# Durso Downflow



## dp0350 (Mar 31, 2007)

I recently bought a reef ready 90 gallon. I understand that the return must be routed through the bulkhead and then back into the tank. However, with the drain I am not sure how to plumb it. From searches on the internet it seems that some people use a Durso plumbing system but there is not much on this forum. Do these systems quiet the drain that much? I am also concerned about making the drain pressurized. I would think that drains should flow to the sump by gravity and not by suction/siphon.


----------



## caferacermike (Oct 3, 2006)

http://www.dursostandpipes.com/

Here is a great website explaining them a bit more. I've only met one person running a drilled tank not running one.

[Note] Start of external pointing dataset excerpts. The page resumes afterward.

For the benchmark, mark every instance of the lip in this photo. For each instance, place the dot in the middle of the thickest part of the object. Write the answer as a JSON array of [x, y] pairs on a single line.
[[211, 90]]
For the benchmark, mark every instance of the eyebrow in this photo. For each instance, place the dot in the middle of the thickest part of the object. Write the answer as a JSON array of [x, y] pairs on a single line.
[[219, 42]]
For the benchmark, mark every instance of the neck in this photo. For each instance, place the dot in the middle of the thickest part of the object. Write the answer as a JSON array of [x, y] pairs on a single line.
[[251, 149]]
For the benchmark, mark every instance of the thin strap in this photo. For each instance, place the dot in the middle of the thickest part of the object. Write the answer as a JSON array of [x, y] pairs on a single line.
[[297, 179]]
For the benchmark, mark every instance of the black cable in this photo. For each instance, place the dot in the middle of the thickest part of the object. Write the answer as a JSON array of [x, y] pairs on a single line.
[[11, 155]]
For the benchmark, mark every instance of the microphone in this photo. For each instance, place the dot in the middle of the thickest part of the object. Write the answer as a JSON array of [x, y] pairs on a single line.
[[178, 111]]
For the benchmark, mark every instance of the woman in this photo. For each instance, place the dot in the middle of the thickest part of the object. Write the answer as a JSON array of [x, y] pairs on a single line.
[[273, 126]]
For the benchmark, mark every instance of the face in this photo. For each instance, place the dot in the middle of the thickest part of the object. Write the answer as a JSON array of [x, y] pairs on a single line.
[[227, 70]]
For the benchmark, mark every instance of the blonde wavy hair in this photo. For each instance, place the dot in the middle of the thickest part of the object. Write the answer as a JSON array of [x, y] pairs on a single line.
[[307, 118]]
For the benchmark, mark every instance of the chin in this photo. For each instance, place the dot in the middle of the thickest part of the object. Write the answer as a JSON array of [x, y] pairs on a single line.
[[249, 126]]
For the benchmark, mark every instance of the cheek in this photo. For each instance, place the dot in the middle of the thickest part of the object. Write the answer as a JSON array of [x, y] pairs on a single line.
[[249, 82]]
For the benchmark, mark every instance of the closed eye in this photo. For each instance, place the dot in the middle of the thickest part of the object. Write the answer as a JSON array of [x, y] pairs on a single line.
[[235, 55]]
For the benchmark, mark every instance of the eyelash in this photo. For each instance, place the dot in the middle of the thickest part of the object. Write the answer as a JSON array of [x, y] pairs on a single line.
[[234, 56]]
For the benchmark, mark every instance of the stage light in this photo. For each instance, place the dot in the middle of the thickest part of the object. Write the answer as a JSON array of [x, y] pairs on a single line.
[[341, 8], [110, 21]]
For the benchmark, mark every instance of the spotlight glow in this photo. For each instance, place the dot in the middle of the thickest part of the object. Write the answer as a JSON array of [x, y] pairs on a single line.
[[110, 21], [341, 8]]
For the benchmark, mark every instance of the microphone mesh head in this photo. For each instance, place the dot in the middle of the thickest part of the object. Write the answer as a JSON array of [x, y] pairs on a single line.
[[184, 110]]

He had an early Oceanic he got used. Alex worked with me and was really proud he scored a 220 Oceanic brick with dual overflows, tank, stand, sump, skimmer for $500. He asked me why it was so loud. Confused I went to his place to check it out. The owner used the cheap set up that came with the tank. It was nothing more than a piece of PVC with hundreds of holes drilled in it and foam that went around the pipe. It was nothing more than an open drain. The water going over the overflow fell about 16" to the couple of inches of water in the bottom. It was very loud with both overflows. From time to time one would back up and then force itself to catch up, sounded like a toilet flushing. We went to HDepot, about a 5 minute drive. For $20 and within an hour, we had both overflows rebuilt and running silent.

I've made one more improvement over the standard Durso I like to share. When I drill the hole in the top of the cap for air, I like to over size it and tap it with a 3/8"NPT tap. Then I add a 3/8" John Guest MTxslip 90. To this I push on a piece of 3/8" tubing long enough to drop back to y sump. I add a push on JG ball valve Reaching under I can adjust the ball valve for the perfect rate of flow through my Durso without any noise. By allowing the air to be drawn in from under my cabinet I also remove the tiny amount of noise added from the air being drawn into the system. It gets muffled by the cabinet.


----------



## jtma508 (Jan 1, 2008)

It seems like the prevailing thinking is that these are superior to HOT overflow boxes for supplying the sump. I was leaning in the direction of using a durso with a corner champer when I set-up my 90gal. That was until I learned that the bottom of my tank can't be drilled (tempered).

But then I thought, why can't I come in from the back? Does anyone see a reason why this wouldn't work?


----------



## SKAustin (Aug 1, 2006)

jtma508 said:


> But then I thought, why can't I come in from the back? Does anyone see a reason why this wouldn't work?


No reason why you cant have the back of the tank drilled (unless the back is tempered). With the back drilled, you can opt to install a coast to coast overflow. They are much more asthetically pleasing, and less intrusive to the rockwork.


----------